Menu

Mengenal CRT Terapi Resinkronisasi Jantung yang Dianjurkan untuk Penderita Gagal Jantung, Kepoin di Sini Yuk Beauty Cara Kerjanya!

14 Juni 2023 13:00 WIB

Ilustrasi penyakit jantung. (pinterest/freepik)

HerStory, Jakarta —

Beauty, pernah mendengar metode CRT atau terapi resinkronisasi jantung? CRT merupakan metode terbaru dalam mengatasi permasalahan bilik jantung yang tidak dapat berkontraksi dengan baik.

Terapi CRT digunakan untuk menurunkan risiko terkena gagal jantung. Penggunaan CRT dilakukan untuk membantu meningkatkan irama jantung dan gejala yang terkait dengan aritmia.

Alat CRT dapat mensinkronkan detak dinding jantung supaya kerja lebih baik menggunakan alat bernama alat pacu jantung biventrikular.

Penggunaan alat tersebut bekerja dengan mengirimkan sinyal listrik ke kedua bilik bawah jantung (ventrikel kanan dan kiri), yang kemudian akan memicu ventrikel untuk berkontraksi dengan cara yang lebih terkoordinasi, yang meningkatkan pemompaan darah keluar dari jantung.

Siapa yang membutuhkan CRT atau terapi resinkronisasi jantung?

Dikatakan oleh dr. Simon Salim, Sp.PD-KKV, Mkes, AIFO, FINASIM, FACP, FICA, terapi resinkronisasi jantung digunakan pada pasien yang memiliki gangguan irama jantung dan diduga berisiko terkena gagal jantung.

"Ketika mengalami gagal jantung, otot-otot jantung akan melemah seiring waktu dan mungkin tidak dapat memompa cukup darah untuk menopang tubuh," jelas dr. Simon.

Jika semakin memburuk, ini dapat menyebabkan asupan oksigen dan nutrisi yang dibutuhkan untuk memenuhi kebutuhan tubuh semakin berkurang.

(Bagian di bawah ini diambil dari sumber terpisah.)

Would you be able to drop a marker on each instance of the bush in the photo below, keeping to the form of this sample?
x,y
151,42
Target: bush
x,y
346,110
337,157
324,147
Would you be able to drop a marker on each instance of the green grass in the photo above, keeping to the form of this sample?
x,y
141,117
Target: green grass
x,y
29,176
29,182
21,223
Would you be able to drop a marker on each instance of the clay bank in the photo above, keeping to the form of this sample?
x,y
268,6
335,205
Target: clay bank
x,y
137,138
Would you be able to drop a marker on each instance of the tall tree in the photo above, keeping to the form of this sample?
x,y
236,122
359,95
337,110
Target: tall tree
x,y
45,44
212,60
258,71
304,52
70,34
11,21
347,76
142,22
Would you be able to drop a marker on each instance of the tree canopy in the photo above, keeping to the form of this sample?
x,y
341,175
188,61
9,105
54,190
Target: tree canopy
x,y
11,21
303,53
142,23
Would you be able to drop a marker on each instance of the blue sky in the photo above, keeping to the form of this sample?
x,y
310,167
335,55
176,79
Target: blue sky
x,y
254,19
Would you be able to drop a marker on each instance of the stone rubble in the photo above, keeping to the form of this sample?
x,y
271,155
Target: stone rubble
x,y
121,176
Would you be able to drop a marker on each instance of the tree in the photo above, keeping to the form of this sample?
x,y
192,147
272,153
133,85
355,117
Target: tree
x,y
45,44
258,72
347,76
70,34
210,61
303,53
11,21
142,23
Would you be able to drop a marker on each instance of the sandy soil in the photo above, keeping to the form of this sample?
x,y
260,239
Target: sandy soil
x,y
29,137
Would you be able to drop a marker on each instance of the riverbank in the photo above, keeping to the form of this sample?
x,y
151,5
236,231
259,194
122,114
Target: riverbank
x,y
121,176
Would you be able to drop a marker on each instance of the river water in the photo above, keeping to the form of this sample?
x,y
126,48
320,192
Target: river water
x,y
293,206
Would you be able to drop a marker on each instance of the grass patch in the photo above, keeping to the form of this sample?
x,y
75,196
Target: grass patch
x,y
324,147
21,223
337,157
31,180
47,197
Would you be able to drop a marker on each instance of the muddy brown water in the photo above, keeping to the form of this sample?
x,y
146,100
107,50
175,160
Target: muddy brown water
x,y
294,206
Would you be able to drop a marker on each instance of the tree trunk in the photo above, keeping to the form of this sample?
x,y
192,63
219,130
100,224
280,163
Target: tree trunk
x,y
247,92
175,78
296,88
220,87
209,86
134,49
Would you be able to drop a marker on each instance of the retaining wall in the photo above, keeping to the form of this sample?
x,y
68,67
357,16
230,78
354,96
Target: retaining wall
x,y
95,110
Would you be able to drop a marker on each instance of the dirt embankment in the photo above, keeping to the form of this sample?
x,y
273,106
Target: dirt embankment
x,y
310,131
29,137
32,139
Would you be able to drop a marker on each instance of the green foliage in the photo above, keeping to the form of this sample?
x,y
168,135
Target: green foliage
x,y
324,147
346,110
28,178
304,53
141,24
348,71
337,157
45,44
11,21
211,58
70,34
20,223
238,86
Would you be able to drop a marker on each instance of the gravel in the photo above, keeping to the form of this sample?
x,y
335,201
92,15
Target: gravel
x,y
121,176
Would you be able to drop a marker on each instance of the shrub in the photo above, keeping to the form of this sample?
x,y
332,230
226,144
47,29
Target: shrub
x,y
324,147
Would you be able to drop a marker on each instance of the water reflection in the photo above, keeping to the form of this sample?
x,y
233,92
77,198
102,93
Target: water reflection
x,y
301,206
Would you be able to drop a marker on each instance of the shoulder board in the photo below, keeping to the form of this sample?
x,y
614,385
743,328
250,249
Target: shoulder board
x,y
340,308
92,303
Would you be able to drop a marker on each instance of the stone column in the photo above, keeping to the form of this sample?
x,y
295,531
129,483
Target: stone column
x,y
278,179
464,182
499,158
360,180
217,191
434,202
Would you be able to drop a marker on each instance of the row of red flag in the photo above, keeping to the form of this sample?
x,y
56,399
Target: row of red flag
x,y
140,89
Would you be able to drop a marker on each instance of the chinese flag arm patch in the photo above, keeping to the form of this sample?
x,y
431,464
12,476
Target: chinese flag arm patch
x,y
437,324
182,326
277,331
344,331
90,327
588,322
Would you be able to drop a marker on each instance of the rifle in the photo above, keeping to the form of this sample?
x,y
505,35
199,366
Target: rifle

Sebelum menentukan apakah seseorang membutuhkan CRT atau terapi resinkronisasi jantung, dokter perlu memeriksa terlebih dahulu kesehatan jantung, diikuti pemeriksaan menyeluruh dengan cardiac imaging.

Peru diketahui sebelumnya, dr. Simon menjelaskan bahwa adanya pertimbangan pemasangan CRT jika seseorang menunjukan beberapa gejala seperti:

  • Memiliki gejala gagal jantung sedang hingga berat
  • Ruang pompa (ventrikel) jantung tidak bekerja dengan sinkron
  • Hasil tes menunjukkan jantung semakin melemah dan membesar
  • Tidak adanya pengaruh yang terlihat dari obat-obatan dan perubahan gaya hidup dalam mengendalikan risiko gagal jantung

Pelaksanaan CRT atau terapi resinkronisasi jantung

Sebelum operasi pemasangan CRT, dokter akan menginstruksikan pasien terkait hal yang harus dilakukan dan hindari, seperti tidak makan dan minum dan tidak mengonsumsi obat-obatan tertentu.

Maka, penting bagi pasien memberikan detail dan riwayat kesehatan serta obat-obatan agar prosedur dapat berjalan dengan lancar.

Selama operasi, pasien berada dalam pengaruh obat suntik sehingga tubuh lebih rileks dan mengantuk. Prosedur biasanya akan berjalan selama 30 - 90 menit tergantung dari respon dan kondisi tubuh pasien selama masa operasi.

Dokter akan memulai prosedur dengan memberikan sayatan kecil di dekat tulang selangka untuk menaruh selang kateter untuk pemasangan alat CRT.

informasi lebih lanjut di halaman selanjutnya ya!

Alat akan dimasukan ke dalam jantung melalui pembuluh darah dengan bantuan panduan dari mesin sinar-X. Setelah pemasangan baterai selesai, dokter akan menguji alat dengan mengirimkan impuls listrik.

Jika alat bekerja dengan baik, dokter akan melanjutkan dengan menempatkan alat pacu jantung CRT ke dalam tubuh pasien dan menghubungkannya dengan kateter yang sudah ditempatkan sebelumnya.

Setelah prosedur CRT

Setelah pemasangan alat CRT selesai, dokter akan menutup kembali luka dengan jahitan dan pasien dibawa ke ruangan pemulihan setelah operasi dan dipantau selama beberapa waktu.